Except for one catch. Platinum and palladium are very stable and extremely chemical inert metals. Therefore unlike nickel and copper which are easily dissolved, these two precious metals are virtually impossible to be leached from the mineral ores, using any chemical solution. A demonstration chart of the Activox Process confirms my intuition. The lower left corner of the flow chart indicates that the leach residue, containing the precious metals, are either simply disposed, or be send to alternative precious metal recovery process.
After base metals are extracted, the leach residue would contain virtually all of the original material from the mineral ores: rocks, sands, dirts grinded into fine powder, and wet with all the nasty chemicals mixed in during leaching. It probably contains no more than a few part per million precious metal content. Once again those precious metals: palladium and platinum, are chemically inert and can not be extracted efficiently using any chemical solution. The only way to process them is to use high temperature smelters, which bring back all the air pollution problem and high energy cost, problems that Norilsk wanted to solve in the first place, moving away from smelter based pyrometallurgy towards Activox Process based hydrometallurgy.
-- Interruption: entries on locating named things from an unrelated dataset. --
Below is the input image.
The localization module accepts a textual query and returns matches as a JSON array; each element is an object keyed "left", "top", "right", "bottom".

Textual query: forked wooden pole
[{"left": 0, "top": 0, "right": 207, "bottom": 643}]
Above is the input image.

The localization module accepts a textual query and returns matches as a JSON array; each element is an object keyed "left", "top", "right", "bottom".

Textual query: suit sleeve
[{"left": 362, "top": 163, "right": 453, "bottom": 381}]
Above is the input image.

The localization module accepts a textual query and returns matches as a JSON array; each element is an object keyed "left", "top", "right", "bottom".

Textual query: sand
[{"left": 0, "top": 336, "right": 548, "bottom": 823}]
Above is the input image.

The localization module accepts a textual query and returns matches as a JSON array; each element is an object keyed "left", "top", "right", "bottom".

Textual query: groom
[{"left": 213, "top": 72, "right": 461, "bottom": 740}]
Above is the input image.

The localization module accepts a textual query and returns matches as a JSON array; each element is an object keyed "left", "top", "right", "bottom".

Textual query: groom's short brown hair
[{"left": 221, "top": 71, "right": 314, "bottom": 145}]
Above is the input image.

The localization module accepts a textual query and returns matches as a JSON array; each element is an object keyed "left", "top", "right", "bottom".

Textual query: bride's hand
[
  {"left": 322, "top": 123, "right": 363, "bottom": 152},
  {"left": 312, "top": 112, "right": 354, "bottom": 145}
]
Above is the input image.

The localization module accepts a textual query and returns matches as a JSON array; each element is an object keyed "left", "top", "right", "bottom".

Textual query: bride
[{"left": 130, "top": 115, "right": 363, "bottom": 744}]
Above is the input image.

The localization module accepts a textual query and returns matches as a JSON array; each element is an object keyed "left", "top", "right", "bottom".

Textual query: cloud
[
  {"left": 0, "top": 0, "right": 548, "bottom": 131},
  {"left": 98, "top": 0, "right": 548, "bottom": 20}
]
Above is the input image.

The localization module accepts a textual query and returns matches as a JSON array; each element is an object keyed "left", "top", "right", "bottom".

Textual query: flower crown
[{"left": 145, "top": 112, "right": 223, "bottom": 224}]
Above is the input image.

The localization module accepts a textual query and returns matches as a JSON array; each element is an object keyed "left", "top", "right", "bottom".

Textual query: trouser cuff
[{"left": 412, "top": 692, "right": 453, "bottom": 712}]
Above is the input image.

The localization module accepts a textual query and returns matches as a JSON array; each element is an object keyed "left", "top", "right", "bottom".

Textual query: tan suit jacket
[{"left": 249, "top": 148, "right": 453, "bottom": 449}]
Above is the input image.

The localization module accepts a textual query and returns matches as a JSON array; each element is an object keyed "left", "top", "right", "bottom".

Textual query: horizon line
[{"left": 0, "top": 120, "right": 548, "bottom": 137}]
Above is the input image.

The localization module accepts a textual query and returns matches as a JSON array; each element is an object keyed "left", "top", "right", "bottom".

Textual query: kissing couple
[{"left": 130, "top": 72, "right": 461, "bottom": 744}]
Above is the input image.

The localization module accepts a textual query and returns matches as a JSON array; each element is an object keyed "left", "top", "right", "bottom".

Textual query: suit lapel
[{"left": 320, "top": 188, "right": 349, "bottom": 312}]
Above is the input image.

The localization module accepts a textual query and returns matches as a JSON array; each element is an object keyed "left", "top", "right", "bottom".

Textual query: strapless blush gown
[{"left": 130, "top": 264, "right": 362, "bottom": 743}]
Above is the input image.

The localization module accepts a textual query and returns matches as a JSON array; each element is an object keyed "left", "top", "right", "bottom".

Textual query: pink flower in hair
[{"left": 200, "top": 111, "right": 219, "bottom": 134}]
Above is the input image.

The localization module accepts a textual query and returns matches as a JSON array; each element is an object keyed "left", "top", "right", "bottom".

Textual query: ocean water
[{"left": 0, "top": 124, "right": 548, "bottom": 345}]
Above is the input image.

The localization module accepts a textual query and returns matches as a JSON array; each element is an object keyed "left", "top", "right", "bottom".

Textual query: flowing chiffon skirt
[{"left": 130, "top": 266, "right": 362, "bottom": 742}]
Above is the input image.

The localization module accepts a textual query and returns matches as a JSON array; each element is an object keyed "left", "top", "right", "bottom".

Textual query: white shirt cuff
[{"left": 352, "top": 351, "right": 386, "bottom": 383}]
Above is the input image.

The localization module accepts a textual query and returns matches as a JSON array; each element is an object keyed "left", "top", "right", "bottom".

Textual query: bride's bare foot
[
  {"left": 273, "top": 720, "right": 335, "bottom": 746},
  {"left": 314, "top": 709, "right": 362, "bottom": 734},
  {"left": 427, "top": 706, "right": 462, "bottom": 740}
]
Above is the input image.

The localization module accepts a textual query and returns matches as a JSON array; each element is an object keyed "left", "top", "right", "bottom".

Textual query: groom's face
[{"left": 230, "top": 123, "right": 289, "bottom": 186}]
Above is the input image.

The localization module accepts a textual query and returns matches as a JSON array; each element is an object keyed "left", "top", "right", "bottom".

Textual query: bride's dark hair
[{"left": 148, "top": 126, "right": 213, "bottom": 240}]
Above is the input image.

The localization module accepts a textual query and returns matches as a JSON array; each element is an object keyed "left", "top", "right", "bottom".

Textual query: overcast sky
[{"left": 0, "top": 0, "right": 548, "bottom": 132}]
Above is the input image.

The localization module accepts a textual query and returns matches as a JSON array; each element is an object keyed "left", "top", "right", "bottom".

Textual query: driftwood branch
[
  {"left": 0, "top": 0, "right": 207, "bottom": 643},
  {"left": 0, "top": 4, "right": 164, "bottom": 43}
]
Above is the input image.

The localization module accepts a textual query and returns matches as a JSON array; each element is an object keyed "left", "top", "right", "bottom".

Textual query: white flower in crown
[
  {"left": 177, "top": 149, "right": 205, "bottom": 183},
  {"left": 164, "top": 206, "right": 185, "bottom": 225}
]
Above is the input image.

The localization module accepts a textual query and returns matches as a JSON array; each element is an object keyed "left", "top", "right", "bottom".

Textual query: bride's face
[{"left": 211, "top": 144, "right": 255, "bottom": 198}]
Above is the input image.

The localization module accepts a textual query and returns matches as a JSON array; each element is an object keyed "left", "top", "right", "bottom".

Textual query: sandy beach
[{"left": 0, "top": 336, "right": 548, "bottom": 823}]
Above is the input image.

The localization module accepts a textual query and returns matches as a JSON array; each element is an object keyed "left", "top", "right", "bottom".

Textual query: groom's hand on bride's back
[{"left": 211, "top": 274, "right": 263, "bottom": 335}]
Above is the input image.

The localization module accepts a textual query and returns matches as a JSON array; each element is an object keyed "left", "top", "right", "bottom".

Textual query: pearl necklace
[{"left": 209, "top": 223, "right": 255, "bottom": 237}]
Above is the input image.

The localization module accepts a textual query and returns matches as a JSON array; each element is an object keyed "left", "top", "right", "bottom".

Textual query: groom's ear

The inescapable conclusion is that Norilsk Nickel will become just a low cost nickel and copper producer, and will cease to produce palladium and platinum as byproducts, once they adopt the Activox Process.This is true unless palladium and platinum prices are driven to such high levels that it makes economic sense to try to recover the trace amount of precious metals contained in the leach residue despite of the high processing cost.
A technical paper discussing the Activox Process running at the Norilsk Nickel owned Tati plant in Botzwana, written by experts of that plant, confirms my conclusion. The 16 pages technical paper contains not a single word mentioning of either palladium or platinum: Solvent extraction design consideration for the Tati Activox® plant.
This shocking development is very bullish for palladium and is a very good news to fellow palladium investors. We are talking about 45% of the world's supply of palladium removed when Norilsk ceases to produce byproduct PGM metals. Of course, I do not expect this paradigm shift to occur overnight. But shouldn't it be time that precious metal investors leverage the opportunity to hoard the palladium metal and ride the palladium super bull up to the moon, and mean while industry users like GM (NYSE:GM), FORD (NYSE:F) and TOYOTA (NYSE:TM) need to start to panic now and build their strategic palladium inventories before it is too late. If a 4% shortage was enough to drive rhodium's price from $300-ish to $11000 per ounce, I don't know how high palladium prices can go to if we have more than a 50% shortage in the global supply.
Maybe, just maybe, the recent remarkable surge of palladium price indicates that some investors out there have already figured out what the Activox Process means to Norilsk Nickel and to global palladium
supply, and are already quietly loading up while keeping their lips sealed.
Full disclosure: The author has studied the global palladium market for a few years and is heavily invested in physical palladium metal, as well as in stocks of the world's only primary palladium mining companies: SWC and PAL. The author has no position in Norilsk Nickel.